Alguns doutrinadores, porém, afirmam que o uso da expressão “geração de direitos” deve ser evitado porque ele dá uma impressão incorreta de uma substituição gradativa de uma geração por outra quando na verdade o processo de reconhecimento de todos os direitos fundamentais é um processo progressivo, cumulativo, de complementaridade e não de alternância.302 A solução por eles propugnada de utilização do termo “dimensão do direito” não parece ser adequada na medida em que poderia nos induzir a pensar que um direito é mais fundamental do que outro. Na verdade, há de se ressaltar que os direitos fundamentais devem ser concebidos como uma integralidade, ou uma unidade, que não comporta fracionamento.303 Assim, a sua classificação em “gerações” ou “dimensões” somente poderá ser admitida como critério meramente didático e histórico. Não há, essencialmente, qualquer diferença hierárquica ou de prioridade entre as diversas gerações de direitos humanos, de tal maneira que ao Estado cabe a realização integral e contemporânea desses direitos constitucionais.

298 BONAVIDES, Paulo. Curso de direito constitucional. 22. ed. São Paulo: Malheiros, 2008. p. 571.

299 SARLET, Ingo Wolfgang. A eficácia dos direitos fundamentais. Porto Alegre: Livraria do Advogado, 1998.

p.51.

300 BONAVIDES, Paulo. Curso de direito constitucional, cit., p. 524-526. 301 Id. Ibid., p.571.

302 SARLET, Ingo Wolfgang. A eficácia dos direitos fundamentais. Porto Alegre: Livraria do Advogado, 1998.

p. 47.

303 DALLARI, Dalmo de Abreu. A violação dos direitos econômicos, sociais e culturais e seu impacto no

exercício dos direitos civis e políticos. In: ENCONTRO BRASILEIRO DE DIREITOS HUMANOS, 1º. São Paulo, 1999, São Paulo: Centro de Estudos da Procuradoria-Geral do Estado, 2001. p. 69-84. (Série Eventos, 8).

O direito à saúde é tido como um direito de 2ª geração, ou seja, um direito social que também pode ser denominado de direito prestacional, na medida em que exige prestações positivas do Estado para ser satisfeito. Entretanto, se existe um direito em que se pode, por um lado, comprovar a superação da antiga classificação dos direitos humanos em gerações de direitos e, por outro lado, constatar a unicidade, indivisibilidade e complementaridade desses mesmos direitos, é o direito à saúde.

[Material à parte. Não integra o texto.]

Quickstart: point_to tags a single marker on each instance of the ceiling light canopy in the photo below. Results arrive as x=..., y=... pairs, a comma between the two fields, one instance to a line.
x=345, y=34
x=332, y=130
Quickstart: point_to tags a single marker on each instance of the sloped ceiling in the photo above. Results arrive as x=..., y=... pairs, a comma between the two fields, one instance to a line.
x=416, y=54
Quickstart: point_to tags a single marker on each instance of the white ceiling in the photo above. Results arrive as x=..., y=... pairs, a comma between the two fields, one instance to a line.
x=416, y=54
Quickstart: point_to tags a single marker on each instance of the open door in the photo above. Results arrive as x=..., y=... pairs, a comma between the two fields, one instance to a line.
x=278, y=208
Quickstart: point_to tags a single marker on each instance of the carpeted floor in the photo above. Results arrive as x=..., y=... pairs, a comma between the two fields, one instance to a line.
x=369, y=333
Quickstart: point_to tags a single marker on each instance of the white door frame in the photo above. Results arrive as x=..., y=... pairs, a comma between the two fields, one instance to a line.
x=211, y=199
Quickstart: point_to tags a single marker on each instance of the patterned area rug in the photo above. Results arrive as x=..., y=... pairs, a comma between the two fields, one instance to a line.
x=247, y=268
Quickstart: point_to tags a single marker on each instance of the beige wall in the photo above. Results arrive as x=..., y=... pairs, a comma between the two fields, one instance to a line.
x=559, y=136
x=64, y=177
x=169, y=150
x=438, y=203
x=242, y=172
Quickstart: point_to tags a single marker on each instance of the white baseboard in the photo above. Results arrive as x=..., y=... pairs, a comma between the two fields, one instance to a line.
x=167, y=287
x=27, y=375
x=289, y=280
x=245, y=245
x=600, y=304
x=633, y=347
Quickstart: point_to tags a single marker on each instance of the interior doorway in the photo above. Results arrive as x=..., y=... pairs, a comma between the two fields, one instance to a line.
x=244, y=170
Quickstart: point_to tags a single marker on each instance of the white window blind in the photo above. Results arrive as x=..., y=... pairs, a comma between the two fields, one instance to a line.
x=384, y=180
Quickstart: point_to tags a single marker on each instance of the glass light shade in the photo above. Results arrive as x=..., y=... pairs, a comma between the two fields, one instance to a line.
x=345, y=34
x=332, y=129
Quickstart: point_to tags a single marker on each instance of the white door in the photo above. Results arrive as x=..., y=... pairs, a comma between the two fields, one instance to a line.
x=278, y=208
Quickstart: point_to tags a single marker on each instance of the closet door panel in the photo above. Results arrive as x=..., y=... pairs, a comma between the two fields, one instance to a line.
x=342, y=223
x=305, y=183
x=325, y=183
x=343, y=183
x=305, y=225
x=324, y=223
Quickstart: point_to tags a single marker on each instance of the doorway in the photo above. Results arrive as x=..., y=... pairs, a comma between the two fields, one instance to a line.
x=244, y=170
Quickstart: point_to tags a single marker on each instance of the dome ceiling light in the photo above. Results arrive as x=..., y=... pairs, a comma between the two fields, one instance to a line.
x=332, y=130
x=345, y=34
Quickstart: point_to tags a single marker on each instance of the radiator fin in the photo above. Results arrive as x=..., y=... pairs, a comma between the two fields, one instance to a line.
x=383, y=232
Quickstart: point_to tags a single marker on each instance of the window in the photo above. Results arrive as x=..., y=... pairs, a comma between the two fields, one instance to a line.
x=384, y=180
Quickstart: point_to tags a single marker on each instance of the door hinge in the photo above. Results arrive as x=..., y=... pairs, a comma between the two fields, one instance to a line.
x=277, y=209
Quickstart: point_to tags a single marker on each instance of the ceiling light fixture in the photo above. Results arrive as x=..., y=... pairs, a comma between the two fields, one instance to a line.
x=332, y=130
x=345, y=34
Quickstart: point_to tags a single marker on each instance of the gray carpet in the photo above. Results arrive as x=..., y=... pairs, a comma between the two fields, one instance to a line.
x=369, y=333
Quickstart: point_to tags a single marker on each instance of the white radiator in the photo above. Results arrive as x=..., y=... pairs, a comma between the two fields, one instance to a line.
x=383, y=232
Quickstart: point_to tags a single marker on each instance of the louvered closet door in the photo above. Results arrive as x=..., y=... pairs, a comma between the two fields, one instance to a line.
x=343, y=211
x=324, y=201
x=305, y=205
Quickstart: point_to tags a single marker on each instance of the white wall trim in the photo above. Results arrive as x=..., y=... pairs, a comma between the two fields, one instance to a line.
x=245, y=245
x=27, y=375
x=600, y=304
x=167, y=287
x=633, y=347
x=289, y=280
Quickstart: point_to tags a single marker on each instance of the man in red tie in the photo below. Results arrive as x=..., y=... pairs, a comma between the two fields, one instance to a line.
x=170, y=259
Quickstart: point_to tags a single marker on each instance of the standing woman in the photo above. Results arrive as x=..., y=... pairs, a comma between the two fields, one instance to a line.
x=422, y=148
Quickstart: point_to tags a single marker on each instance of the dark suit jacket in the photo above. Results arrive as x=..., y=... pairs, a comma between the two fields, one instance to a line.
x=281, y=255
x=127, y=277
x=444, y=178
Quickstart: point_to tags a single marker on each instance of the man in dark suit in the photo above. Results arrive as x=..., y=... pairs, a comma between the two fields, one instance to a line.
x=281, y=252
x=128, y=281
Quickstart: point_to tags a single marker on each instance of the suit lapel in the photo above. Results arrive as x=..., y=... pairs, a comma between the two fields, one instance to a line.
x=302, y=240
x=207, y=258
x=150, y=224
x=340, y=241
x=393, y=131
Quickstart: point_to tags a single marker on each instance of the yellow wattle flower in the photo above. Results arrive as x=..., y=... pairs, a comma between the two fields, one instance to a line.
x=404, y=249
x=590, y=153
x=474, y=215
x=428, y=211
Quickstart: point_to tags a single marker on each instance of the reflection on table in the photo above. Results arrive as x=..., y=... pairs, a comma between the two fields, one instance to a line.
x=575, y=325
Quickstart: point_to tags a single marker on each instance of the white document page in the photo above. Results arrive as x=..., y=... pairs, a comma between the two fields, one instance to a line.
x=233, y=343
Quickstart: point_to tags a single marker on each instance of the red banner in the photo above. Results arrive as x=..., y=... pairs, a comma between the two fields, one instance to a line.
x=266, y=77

O direito à saúde nos permite comprovar a indissociabilidade, a complementaridade, a unidade e a indivisibilidade dos direitos fundamentais. Tradicionalmente classificado como um direito de 2ª geração, ele é indissociável do direito ao meio ambiente saudável e à qualidade de vida (direitos de 3ª geração); do direito de escolher livremente o tipo de tratamento a que quiser se submeter (liberdade negativa-direito de 1ª dimensão); do direito de participar das decisões a respeito das políticas de saúde (direito à cidadania e à democracia – direito de 4ª geração); do direito de ter respeitados os valores de sua cultura no tratamento efetuado (direito de 4ª geração); direito de ser informado a respeito dos efeitos colaterais e adversos de seu tratamento (direito à informação – 4ª geração).

Pode-se afirmar, enfim, que o direito à saúde é complementar e indissociável dos demais direitos humanos. Saúde pressupõe direito à liberdade, direito à informação, direito à participação nas decisões sobre políticas de saúde, direito ao meio ambiente saudável e sustentável, direito à moradia, ao saneamento básico, à educação e ao trabalho, o que confirma a tese da indivisibilidade dos direitos humanos.